The PySpark Script Component allows users to write, manage, and execute custom PySpark scripts within a pipeline. It supports both user-defined scripts and scripts exported from DSLab notebooks, enabling distributed data processing at scale.

Key Capabilities

  • Run custom PySpark scripts directly in the pipeline.

  • Import and execute scripts exported from DSLab notebooks.

  • Manage scripts with Push/Pull to VCS for version control.

  • Accepts input in DataFrame or List of Dictionary format.

  • Use external PySpark libraries by specifying them in configuration.

Configuration Overview

All PySpark Script configurations are grouped into:

  • Basic Information

  • Meta Information

  • Resource Configuration

Configuring Meta Information

Component Name

  • Provide a unique name for the component.

  • Restrictions:

    • No spaces or special characters (use _ for spacing).
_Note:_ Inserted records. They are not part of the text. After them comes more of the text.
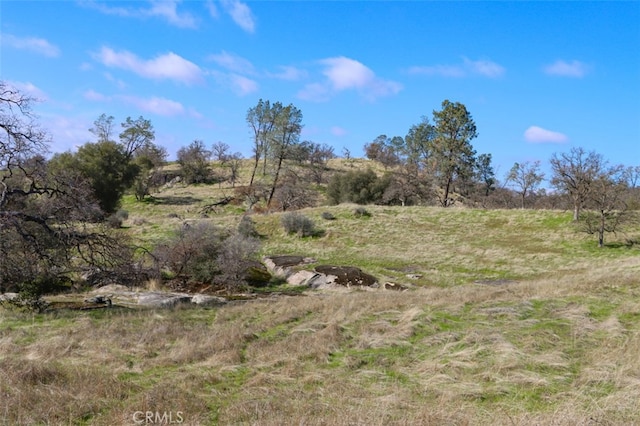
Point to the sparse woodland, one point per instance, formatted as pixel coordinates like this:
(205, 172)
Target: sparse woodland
(520, 300)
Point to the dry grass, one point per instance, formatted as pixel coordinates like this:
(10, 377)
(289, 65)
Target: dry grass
(516, 320)
(517, 354)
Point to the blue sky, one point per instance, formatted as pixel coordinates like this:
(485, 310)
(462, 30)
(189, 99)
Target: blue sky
(537, 77)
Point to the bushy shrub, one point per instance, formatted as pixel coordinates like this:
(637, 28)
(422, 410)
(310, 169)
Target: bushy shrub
(115, 220)
(247, 227)
(328, 216)
(296, 223)
(357, 186)
(361, 212)
(207, 254)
    • Must not be "test" or start with "test" (reserved for backend processes).

Start Function Name

  • Displays all function names from the PySpark script.

  • Select one as the entry point.

In Event Data Type

  • Select the format of input data:

    • DataFrame

    • List of Dictionary

External Libraries

  • Specify additional PySpark libraries required in the script.
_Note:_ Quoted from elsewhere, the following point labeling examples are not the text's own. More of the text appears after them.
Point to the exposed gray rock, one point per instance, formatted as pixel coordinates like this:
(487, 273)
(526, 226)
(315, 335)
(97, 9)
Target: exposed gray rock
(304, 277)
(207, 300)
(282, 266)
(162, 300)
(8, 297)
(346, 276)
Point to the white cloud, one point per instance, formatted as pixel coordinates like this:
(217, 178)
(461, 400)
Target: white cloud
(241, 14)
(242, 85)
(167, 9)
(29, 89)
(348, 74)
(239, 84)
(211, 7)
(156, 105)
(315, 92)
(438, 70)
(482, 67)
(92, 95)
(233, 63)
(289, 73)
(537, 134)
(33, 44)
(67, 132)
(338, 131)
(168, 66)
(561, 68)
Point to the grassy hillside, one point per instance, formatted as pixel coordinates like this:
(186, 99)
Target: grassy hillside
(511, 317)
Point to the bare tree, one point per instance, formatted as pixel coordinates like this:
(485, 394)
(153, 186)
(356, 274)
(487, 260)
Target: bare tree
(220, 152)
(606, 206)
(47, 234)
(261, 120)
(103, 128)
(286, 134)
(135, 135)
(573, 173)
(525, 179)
  • Multiple libraries can be entered, separated by commas.

Execution Type

Two execution modes are supported:

  1. Custom Script

    • Write your own PySpark script directly in the Script field.

    • Requirements:

      • Must contain at least one function.
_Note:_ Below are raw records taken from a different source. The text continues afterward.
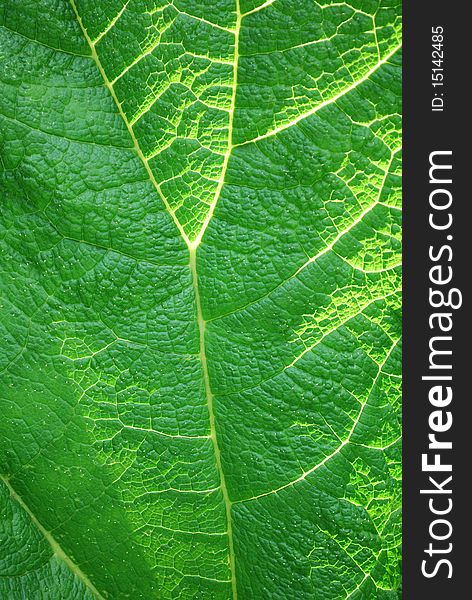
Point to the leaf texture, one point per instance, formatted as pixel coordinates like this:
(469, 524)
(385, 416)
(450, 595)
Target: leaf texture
(200, 299)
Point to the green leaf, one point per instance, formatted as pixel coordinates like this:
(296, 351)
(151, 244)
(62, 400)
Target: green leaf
(200, 299)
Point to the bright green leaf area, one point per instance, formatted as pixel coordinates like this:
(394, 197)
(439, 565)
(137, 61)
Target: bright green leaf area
(200, 299)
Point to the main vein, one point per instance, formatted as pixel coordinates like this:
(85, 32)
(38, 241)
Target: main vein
(209, 396)
(192, 246)
(56, 548)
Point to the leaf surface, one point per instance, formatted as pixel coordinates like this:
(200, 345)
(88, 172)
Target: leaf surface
(200, 299)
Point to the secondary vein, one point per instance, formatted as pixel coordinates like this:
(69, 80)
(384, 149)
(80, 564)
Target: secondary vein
(137, 147)
(56, 548)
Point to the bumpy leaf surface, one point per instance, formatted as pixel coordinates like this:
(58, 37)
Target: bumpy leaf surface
(200, 296)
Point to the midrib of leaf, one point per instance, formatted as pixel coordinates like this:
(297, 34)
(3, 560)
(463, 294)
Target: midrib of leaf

      • Functions must be validated using Validate Script.

    • Start Function – Select which function to execute.

    • Input Data – Define key-value pairs for function parameters.

  2. DSLab Script

    • Execute a script exported from a DSLab notebook.

    • Required fields:

      • Project Name – Select the project containing the notebook.

      • Script Name – Choose the exported notebook script.

      • Start Function – Select the entry-point function.

    • The exported script appears in the editor and can be validated.

    • Input Data – Pass parameters as key-value pairs.

VCS Integration

  • Pull Script from VCS – Retrieve a previously committed script version.

  • Push Script to VCS – Commit the current script with a version tag and commit message.

Custom PySpark Script Example

import pandas as pd
import numpy as np
import json
from datetime import datetime
 
def a():
    data = {
        'Lists': [[1, 2, 3], [4, 5], [6]],
        'JSON': [json.dumps({"name": "Alice", "age": 30}),
                 json.dumps({"name": "Bob", "age": 25}),
                 json.dumps({"name": "Charlie", "age": 35})],
        'Numbers': [10, 20, 30],
        'Timestamps': [datetime.now(), datetime.now(), datetime.now()]
    }
 
    # Create DataFrame
    df = pd.DataFrame(data)
 
    # Return the DataFrame for pipeline use
    return df

In this example:

  • A pandas DataFrame is created with lists, JSON objects, numbers, and timestamps.

  • The function returns the DataFrame for downstream pipeline processing.

Best Practices

  • Define functions clearly and validate them before saving.

  • Keep external libraries lightweight to avoid performance issues.

  • Use VCS versioning to manage and rollback scripts easily.

  • Ensure the input data type matches the expected schema of the script.

Example Use Cases

  • Clean and transform large datasets using PySpark operations.

  • Parse and flatten semi-structured JSON data.

  • Enrich datasets with external data sources.

  • Apply statistical computations or machine learning preprocessing before model training.